MEAN BOY by Lynn Coady (Doubleday), 400 pages. $29.95 cloth. Rating: NNNN Rating: NNNN
At first glance, Mean Boy's narrator is like most of Lynn Coady's protagonists: a young guy from an East Coast small town discovering who he is in relation to his working-class roots and his aspirations.
But of the young men who populate Coady's literary imagination, Mean Boy's Lawrence Campbell is by far my favourite. Coltish, overexcited and unabashedly earnest, Larry is determined to be a poet. He lives and breathes poetry, considering the rest of his life secondary. His single-mindedness leads to a scholarship at a small New Brunswick university.
Larry chooses this particular school in order to stalk and woo (platonically speaking) his poetry idol, Jim Arsenault.
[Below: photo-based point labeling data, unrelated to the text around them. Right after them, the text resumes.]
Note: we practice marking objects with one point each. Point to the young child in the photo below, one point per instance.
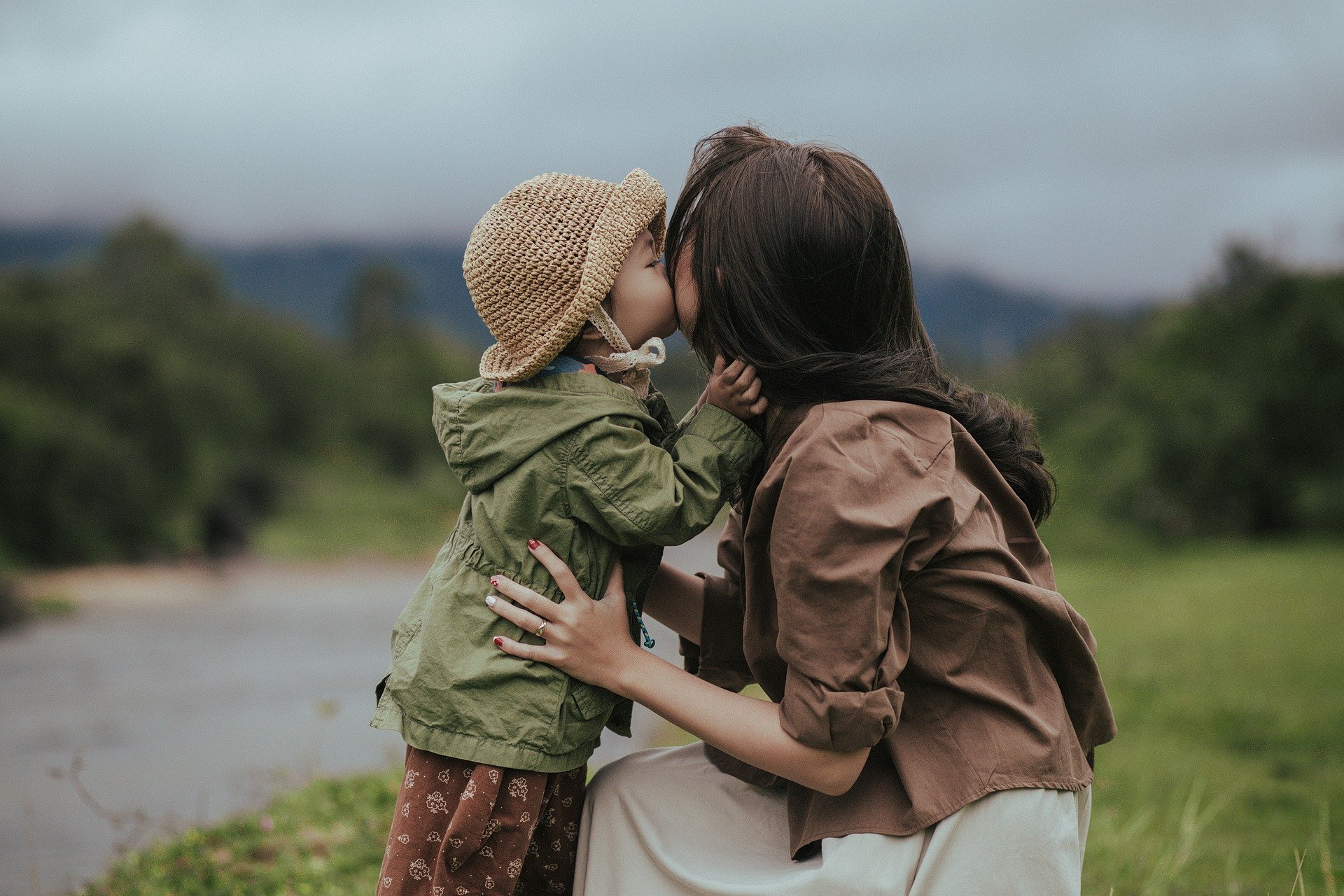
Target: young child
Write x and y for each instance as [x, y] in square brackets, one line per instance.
[561, 440]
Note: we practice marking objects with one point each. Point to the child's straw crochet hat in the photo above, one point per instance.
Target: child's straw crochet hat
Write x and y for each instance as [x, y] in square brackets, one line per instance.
[543, 258]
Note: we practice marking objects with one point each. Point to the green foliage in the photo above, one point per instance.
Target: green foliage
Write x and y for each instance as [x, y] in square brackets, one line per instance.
[1222, 665]
[324, 840]
[144, 414]
[1224, 767]
[1215, 415]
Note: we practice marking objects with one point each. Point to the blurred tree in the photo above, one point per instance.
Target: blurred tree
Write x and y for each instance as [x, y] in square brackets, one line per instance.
[1214, 415]
[378, 305]
[144, 414]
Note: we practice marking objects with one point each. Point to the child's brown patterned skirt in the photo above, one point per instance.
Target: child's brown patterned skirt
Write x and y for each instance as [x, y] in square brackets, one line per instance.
[468, 828]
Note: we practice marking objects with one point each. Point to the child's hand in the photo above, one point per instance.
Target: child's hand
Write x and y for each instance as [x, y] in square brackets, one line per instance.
[734, 388]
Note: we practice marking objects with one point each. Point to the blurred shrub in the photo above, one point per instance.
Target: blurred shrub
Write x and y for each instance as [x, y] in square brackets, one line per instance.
[1218, 415]
[144, 414]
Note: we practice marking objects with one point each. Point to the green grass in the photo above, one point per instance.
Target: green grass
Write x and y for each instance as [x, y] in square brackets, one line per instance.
[349, 508]
[1224, 664]
[323, 840]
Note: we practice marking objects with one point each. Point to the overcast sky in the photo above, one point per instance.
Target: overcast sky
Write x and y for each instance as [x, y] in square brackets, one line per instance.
[1100, 149]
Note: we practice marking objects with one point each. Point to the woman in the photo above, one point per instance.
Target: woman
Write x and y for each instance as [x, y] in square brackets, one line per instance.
[934, 700]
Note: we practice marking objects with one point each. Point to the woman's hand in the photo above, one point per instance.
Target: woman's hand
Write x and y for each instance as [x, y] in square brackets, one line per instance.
[590, 640]
[587, 638]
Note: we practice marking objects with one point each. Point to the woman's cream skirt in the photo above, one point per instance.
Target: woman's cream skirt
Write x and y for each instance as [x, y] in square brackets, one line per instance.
[666, 822]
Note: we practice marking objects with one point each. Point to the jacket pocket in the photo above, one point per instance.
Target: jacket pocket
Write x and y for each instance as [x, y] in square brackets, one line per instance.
[590, 701]
[401, 638]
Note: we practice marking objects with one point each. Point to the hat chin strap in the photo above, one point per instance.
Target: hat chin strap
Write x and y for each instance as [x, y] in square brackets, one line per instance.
[634, 363]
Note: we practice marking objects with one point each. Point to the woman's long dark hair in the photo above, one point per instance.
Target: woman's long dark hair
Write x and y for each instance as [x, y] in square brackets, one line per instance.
[803, 272]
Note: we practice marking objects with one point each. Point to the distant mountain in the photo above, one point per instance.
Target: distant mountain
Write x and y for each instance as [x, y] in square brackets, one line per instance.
[969, 316]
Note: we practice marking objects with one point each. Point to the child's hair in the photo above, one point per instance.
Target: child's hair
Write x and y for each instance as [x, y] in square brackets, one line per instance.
[803, 272]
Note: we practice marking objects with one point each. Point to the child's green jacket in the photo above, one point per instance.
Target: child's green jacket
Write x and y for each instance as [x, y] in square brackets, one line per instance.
[596, 473]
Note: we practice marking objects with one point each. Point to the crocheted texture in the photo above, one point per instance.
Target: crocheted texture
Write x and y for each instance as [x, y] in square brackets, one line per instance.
[543, 258]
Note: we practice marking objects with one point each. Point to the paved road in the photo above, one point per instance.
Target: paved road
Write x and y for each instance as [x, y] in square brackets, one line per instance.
[183, 694]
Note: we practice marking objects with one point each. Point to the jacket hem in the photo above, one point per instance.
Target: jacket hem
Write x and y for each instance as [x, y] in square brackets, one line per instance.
[473, 748]
[924, 820]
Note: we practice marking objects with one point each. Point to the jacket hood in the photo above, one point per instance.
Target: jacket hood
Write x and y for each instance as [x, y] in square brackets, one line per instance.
[486, 434]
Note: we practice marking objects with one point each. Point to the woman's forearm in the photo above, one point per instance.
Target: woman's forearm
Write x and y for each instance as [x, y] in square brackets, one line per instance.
[676, 599]
[739, 726]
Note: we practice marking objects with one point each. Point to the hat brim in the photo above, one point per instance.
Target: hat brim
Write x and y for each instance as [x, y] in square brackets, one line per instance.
[638, 203]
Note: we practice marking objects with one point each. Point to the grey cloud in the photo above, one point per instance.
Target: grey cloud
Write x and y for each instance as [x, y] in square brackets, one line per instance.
[1100, 149]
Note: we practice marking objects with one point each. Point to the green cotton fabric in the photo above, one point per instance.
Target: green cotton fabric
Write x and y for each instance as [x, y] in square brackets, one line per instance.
[596, 473]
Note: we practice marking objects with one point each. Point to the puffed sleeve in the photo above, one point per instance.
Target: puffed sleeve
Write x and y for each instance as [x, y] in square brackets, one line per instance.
[854, 505]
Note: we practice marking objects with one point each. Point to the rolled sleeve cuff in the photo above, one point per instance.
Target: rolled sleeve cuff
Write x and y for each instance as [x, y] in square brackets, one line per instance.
[838, 720]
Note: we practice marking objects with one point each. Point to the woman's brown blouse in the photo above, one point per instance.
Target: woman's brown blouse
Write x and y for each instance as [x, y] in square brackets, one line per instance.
[888, 589]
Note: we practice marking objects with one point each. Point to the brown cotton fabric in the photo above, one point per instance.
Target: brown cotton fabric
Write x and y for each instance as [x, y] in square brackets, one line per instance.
[472, 828]
[888, 589]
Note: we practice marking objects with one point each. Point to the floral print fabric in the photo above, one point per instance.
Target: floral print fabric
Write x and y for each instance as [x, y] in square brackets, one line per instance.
[465, 828]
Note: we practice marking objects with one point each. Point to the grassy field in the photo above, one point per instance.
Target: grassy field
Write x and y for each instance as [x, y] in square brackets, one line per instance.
[1224, 663]
[347, 508]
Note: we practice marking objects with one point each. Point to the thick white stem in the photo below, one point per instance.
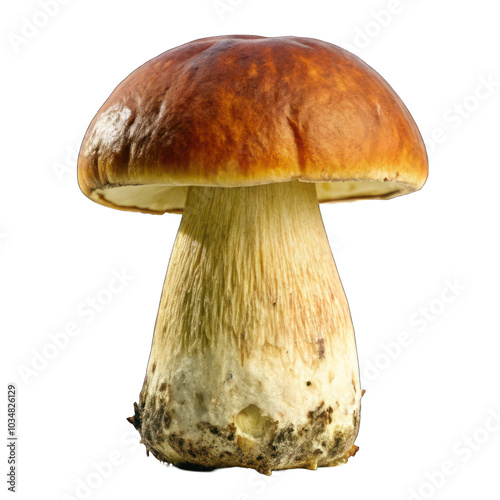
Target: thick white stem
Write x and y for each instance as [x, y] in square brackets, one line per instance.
[253, 361]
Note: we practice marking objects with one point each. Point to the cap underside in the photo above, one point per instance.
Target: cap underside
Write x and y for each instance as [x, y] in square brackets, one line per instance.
[161, 198]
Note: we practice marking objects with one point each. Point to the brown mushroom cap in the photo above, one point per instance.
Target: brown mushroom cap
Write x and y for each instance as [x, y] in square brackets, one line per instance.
[245, 110]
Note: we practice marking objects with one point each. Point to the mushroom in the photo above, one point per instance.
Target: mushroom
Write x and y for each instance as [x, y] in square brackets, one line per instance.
[253, 361]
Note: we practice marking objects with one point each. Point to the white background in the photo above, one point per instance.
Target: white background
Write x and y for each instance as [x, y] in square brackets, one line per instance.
[430, 403]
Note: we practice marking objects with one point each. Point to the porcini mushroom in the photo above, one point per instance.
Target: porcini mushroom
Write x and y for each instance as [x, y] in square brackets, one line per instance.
[253, 361]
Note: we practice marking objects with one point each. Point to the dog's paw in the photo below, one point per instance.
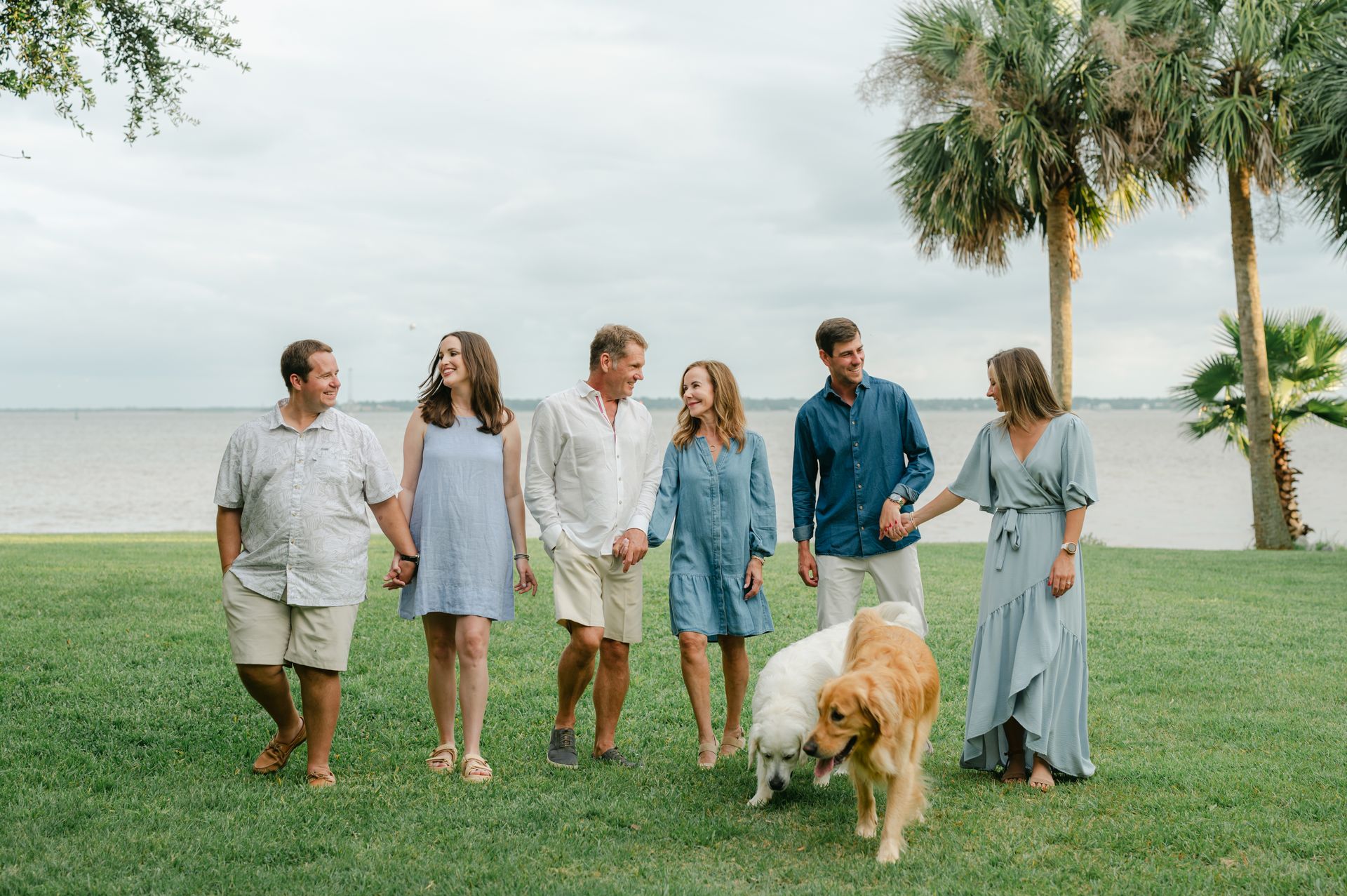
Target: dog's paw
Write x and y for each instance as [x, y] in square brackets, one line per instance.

Jim is abrasive, manic, a genius - everything Larry sees as intrinsic to being a successful poet. And he drinks a lot, talks about himself and throws temper tantrum after temper tantrum, entirely recognizable behaviour in male CanLit poets of the 70s.
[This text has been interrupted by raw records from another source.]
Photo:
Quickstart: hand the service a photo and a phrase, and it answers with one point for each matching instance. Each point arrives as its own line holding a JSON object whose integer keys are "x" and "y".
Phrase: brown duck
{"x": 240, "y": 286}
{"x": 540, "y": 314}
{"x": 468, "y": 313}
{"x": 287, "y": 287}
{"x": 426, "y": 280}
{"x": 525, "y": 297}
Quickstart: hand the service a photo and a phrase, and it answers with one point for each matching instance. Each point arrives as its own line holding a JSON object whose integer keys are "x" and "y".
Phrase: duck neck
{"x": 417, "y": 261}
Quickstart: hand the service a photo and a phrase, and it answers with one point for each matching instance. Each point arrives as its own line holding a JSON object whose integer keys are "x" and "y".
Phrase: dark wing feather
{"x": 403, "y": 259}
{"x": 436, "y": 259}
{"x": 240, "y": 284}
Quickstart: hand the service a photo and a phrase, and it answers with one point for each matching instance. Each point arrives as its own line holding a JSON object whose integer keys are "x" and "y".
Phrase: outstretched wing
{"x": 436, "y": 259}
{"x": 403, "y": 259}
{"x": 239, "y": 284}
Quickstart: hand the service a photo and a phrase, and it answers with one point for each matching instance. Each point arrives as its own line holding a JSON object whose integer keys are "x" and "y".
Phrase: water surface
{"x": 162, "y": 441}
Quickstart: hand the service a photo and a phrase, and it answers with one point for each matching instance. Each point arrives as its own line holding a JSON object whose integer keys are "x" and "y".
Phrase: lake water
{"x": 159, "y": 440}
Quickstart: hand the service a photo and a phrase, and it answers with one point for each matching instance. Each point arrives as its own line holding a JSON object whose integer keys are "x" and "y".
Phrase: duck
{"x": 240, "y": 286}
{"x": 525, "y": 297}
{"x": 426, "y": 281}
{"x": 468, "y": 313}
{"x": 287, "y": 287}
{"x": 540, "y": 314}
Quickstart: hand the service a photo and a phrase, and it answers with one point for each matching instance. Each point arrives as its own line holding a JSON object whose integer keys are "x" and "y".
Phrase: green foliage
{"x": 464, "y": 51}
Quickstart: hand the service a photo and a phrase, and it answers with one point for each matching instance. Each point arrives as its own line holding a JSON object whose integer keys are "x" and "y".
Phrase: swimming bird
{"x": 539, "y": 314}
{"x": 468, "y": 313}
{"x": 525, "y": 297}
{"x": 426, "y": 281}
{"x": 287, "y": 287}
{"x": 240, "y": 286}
Larry becomes Jim's dog, so to speak, adapting to his erratic mood swings, hanging on his every word and spearheading a campaign to ensure his tenure.
If you've ever been an English or creative writing major at a Canadian university, Mean Boy will definitely resonate for you. Though Larry's classmates are deep into their bell-bottom era, I found myself laughing at the timelessness of certain conversations that conjured memories of my experience as a Concordia creative writing undergrad in the mid-90s. Mean Boy runs a jumbo satirical highlighter over Can Lit's tireless ability to navel-gaze.
Mean Boy might be to writers what Yo La Tengo is to music nerds: a novel that mostly appeals to other writers. I do hope it will attract readers outside this group, however, because Mean Boy is above all a solid and comical page-turner.